Sag Karam crashed and issued another warning on the final lap, allowing Ericsson to take the podium under the yellow. Karam was taken to the hospital to evaluate muscle soreness.
“When that warning came up, I thought it was going to be another restart. I was like, ‘I can’t believe it, another one,’” Ericsson said. It’s an explosion of emotions from that point on.”
This was Ericsson’s third IndyCar victory in 52 games. But he arrived in Indianapolis convinced he could win the 500 based in part on the work he put into learning the ovals and finishing third at Texas Motor Speedway in preparation for “the greatest spectacle in the race.”
This is the fifth Indy 500 win for team owner Chip Ganassi, who climbed to the podium on the side of Ericsson’s car. Ericsson is the first Swede to win the Indy 500 since Kenny Brake in 1999 and second in 106 races.
Erickson poured the jug of milk over his face, then handed the bottle to Ganassi so that his boss could take a big gulp of it. Ganassi hadn’t won a 500 in 10 years and sent five legitimate contenders to Indy to end the drought.
The win appears to belong to Dixon, the six-time IndyCar champion who clocked more than 234 mph in qualifying to win the pole. The New Zealander drove 95 of the 200 laps, and the Honda was easily his fastest car in the field – so fast that Dixon didn’t slow enough on his last stop.
The penalty kick kept Dixon out of the competition for the win.
This has left Ericsson and Tony Kanaan in a state of merging with Janassi. Kanaan, the oldest driver on the field at 47, thought he was in perfect position sitting fourth at the start of the second half.
O’Ward won’t relent, though. He signed a contract extension with Arrow McLaren SP on Friday and desperately wanted to win to celebrate his status as a McLaren star. O’Ward finished second, but failed in his attempt to give Mexico a grand celebration on motorsport’s biggest day. Sergio Perez opened Sunday with a win at the Monaco Grand Prix.

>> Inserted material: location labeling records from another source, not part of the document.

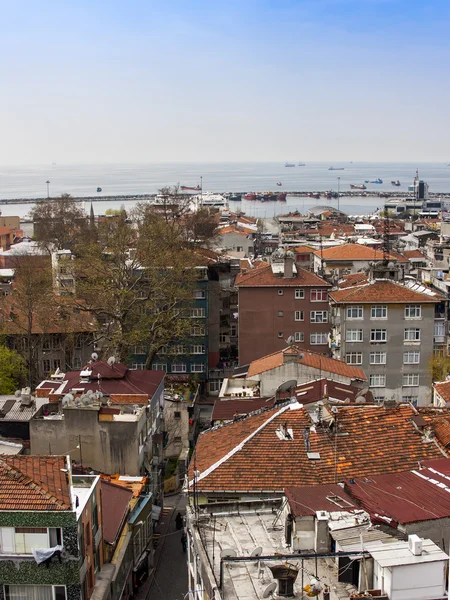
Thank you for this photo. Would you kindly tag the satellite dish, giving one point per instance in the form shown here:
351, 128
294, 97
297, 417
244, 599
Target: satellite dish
227, 552
269, 590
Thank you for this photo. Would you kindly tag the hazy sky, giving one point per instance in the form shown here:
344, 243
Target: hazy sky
93, 81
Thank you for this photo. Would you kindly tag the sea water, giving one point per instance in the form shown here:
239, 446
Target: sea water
128, 179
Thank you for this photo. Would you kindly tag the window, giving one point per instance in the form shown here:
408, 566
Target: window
35, 592
439, 329
377, 380
317, 339
354, 312
378, 335
137, 366
411, 358
412, 335
198, 331
198, 349
377, 358
319, 316
319, 296
413, 311
378, 312
215, 385
411, 399
410, 379
353, 358
354, 335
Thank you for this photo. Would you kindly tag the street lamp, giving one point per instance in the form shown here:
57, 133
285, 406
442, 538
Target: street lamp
339, 183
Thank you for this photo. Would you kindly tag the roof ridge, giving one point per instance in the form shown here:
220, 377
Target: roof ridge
214, 466
30, 482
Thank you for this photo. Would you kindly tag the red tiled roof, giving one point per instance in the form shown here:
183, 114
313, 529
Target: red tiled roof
350, 252
352, 279
413, 254
115, 506
265, 277
225, 409
249, 456
305, 501
443, 389
405, 497
386, 291
310, 359
33, 483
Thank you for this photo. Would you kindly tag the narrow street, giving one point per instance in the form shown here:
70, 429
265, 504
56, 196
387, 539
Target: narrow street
169, 581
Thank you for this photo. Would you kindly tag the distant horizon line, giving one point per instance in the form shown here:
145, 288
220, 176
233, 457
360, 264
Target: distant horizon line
330, 162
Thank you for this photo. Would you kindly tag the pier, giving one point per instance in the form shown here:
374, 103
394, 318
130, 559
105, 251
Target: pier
148, 197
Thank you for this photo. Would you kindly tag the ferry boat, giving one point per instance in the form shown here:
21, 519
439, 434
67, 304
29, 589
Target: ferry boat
186, 188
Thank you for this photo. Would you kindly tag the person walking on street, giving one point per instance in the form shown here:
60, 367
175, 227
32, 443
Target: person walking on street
183, 541
178, 521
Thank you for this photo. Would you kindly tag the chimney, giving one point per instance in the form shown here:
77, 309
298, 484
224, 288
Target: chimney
288, 271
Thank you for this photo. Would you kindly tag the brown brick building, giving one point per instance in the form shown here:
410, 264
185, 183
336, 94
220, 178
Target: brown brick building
277, 301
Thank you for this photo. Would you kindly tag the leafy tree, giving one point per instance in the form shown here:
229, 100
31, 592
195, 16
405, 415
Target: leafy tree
12, 370
59, 223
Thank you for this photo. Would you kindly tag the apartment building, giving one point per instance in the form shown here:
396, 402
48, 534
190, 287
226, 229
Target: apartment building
278, 302
391, 330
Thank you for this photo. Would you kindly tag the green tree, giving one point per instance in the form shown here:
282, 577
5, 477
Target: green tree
12, 370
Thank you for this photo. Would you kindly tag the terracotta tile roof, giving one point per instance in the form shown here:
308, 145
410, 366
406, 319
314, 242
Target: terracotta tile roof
408, 497
443, 389
33, 483
352, 279
115, 505
225, 409
382, 290
264, 277
350, 252
249, 456
414, 254
310, 359
305, 501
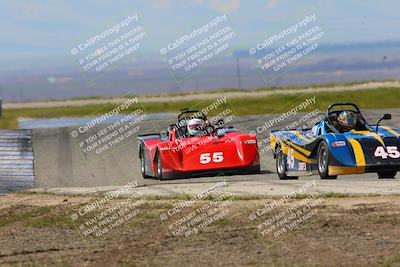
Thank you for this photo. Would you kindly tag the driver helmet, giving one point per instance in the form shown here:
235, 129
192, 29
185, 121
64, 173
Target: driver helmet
348, 120
196, 127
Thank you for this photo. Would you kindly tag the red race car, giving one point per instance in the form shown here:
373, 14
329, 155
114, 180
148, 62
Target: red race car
193, 147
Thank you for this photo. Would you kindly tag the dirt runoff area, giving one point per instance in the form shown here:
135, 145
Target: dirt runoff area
313, 230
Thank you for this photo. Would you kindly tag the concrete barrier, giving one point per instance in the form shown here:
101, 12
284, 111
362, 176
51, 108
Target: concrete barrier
59, 162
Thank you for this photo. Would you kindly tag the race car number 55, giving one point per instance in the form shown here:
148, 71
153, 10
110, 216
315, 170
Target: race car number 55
216, 157
392, 152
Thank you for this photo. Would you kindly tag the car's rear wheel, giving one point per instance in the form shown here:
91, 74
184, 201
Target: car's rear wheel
159, 166
281, 166
387, 174
143, 163
323, 161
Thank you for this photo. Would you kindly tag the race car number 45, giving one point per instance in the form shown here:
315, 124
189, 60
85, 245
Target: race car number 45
391, 152
216, 157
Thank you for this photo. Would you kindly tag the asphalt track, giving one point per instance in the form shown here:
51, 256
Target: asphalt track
59, 163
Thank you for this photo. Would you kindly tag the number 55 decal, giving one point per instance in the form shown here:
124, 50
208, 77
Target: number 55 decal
392, 152
206, 157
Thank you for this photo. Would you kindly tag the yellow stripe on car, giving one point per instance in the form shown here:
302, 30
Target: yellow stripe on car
358, 153
390, 130
368, 133
301, 136
302, 150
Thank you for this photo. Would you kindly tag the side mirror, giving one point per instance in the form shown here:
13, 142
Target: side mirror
220, 133
387, 116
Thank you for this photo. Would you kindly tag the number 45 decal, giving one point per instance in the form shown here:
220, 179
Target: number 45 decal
206, 157
392, 152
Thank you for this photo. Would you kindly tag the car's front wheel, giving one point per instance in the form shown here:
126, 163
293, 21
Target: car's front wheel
387, 174
281, 166
323, 161
143, 164
159, 166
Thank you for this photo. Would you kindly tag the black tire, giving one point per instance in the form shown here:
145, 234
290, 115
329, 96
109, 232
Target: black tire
387, 174
323, 161
143, 163
281, 166
159, 173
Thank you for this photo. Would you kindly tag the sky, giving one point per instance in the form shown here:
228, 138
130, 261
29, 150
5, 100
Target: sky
50, 28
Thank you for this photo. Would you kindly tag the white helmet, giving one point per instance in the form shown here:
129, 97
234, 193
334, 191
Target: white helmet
196, 127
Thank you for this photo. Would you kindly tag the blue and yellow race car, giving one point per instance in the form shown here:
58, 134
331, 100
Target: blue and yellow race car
341, 143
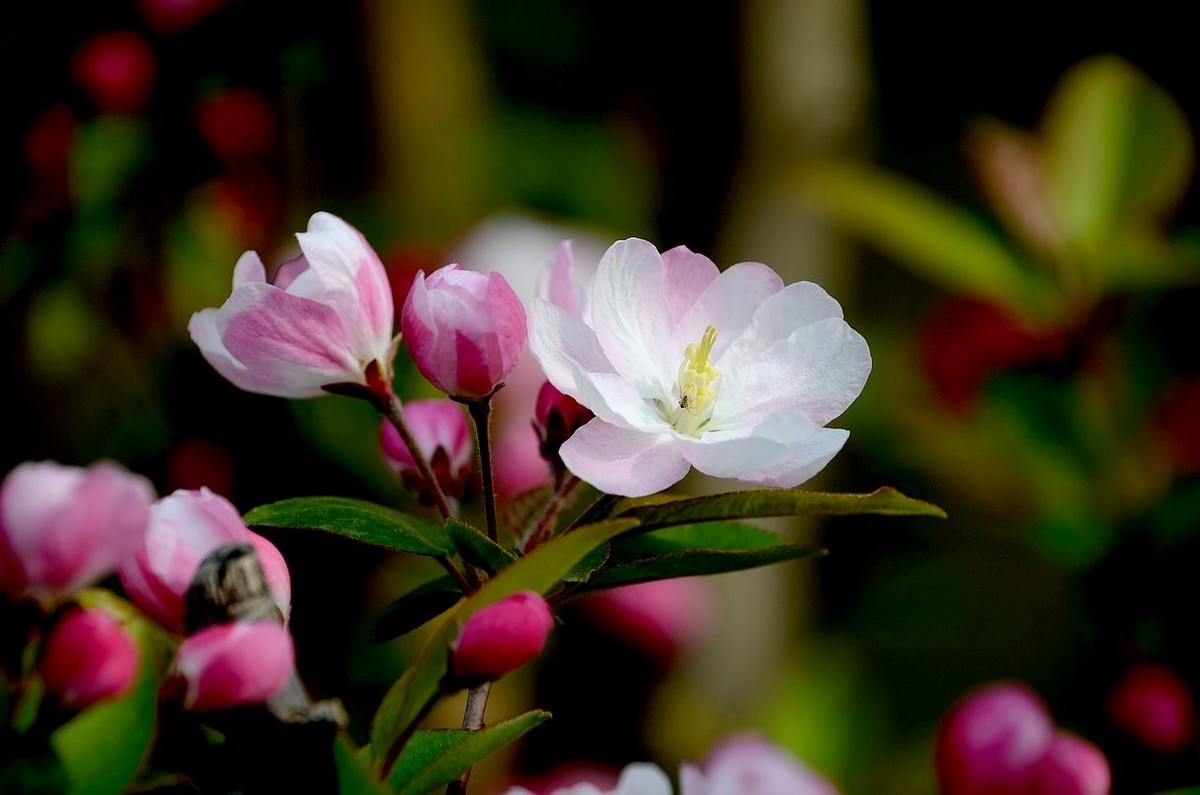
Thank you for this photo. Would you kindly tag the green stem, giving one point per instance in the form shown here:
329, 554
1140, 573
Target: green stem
481, 413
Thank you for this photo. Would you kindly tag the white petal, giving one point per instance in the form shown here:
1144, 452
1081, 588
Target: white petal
729, 454
804, 460
820, 369
729, 303
629, 314
624, 461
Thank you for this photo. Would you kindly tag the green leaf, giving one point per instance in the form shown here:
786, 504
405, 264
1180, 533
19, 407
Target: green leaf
688, 550
540, 571
103, 748
1119, 149
663, 510
357, 519
353, 776
436, 758
415, 608
933, 237
478, 549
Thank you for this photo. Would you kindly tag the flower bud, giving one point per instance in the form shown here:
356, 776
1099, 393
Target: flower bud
747, 765
117, 70
1153, 705
65, 527
1071, 766
322, 324
185, 527
555, 418
501, 638
234, 664
465, 330
990, 741
88, 657
443, 436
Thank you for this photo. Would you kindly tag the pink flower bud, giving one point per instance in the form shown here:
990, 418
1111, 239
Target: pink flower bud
1071, 766
1153, 705
990, 741
117, 70
185, 527
555, 418
65, 527
465, 330
501, 638
234, 664
443, 436
324, 324
747, 765
88, 657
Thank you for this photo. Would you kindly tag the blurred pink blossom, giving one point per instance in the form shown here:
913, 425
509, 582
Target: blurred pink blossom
324, 322
88, 657
234, 664
64, 527
465, 330
185, 527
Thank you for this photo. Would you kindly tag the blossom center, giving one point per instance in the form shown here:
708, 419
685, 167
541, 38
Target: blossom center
696, 387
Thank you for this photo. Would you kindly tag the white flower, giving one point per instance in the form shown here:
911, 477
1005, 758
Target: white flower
683, 365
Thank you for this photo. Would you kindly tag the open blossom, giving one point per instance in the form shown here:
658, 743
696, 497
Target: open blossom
684, 365
324, 321
185, 527
745, 765
64, 527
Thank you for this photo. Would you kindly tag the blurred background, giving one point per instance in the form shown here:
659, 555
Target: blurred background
1000, 196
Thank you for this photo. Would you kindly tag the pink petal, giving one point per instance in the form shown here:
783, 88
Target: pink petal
621, 461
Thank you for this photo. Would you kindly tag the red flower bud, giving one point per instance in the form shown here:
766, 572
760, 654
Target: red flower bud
88, 657
501, 638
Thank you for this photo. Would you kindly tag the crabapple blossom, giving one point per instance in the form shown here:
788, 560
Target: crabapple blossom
745, 765
64, 527
234, 664
185, 527
466, 330
324, 323
88, 657
639, 778
443, 435
501, 638
687, 366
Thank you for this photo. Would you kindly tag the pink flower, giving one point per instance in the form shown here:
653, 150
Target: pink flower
234, 664
117, 70
88, 657
501, 638
185, 527
639, 778
747, 765
465, 330
731, 372
1071, 766
324, 323
443, 436
64, 527
1153, 704
990, 741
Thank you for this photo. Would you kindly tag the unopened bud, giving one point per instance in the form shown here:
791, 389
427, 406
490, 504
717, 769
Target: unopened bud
501, 638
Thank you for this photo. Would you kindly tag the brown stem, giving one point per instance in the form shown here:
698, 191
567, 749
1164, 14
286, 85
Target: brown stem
545, 526
472, 721
395, 414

Canaan came third, followed by Felix Rosenqvist, another Swede who drives a McLaren. Rosenqvist is on contract year with McLaren and is fighting for his job, but the McLaren group carried the Chevrolet banner in Indy where Juan Pablo Montoya finished 11th.
American drivers Alexander Rossi Conor Daly finished fifth and sixth, Rossi for Andretti Autosport and Daly for Ed Carpenter Racing.
Last year’s winner Helio Castroneves finished seventh, one place ahead of his Mayer Shank Racing teammate Simon Pagenaud. The reigning IndyCar title holder, Alex Palou, finished 10th in another Ganassi entry.
Dixon faded to 21st place after the quick penalty kick, and although he visited Ericsson on the podium, his wife credited him on a pit road after the race. Johnson finished 28th on his debut in the Indy 500.
“It’s one team, everyone is root for everyone else, everyone works together and everyone is an open book,” Janassi said. “Things will happen in these 500 mile races and you won’t always fall in your way. So, you know, we were lucky to have five good cars and five good drivers.”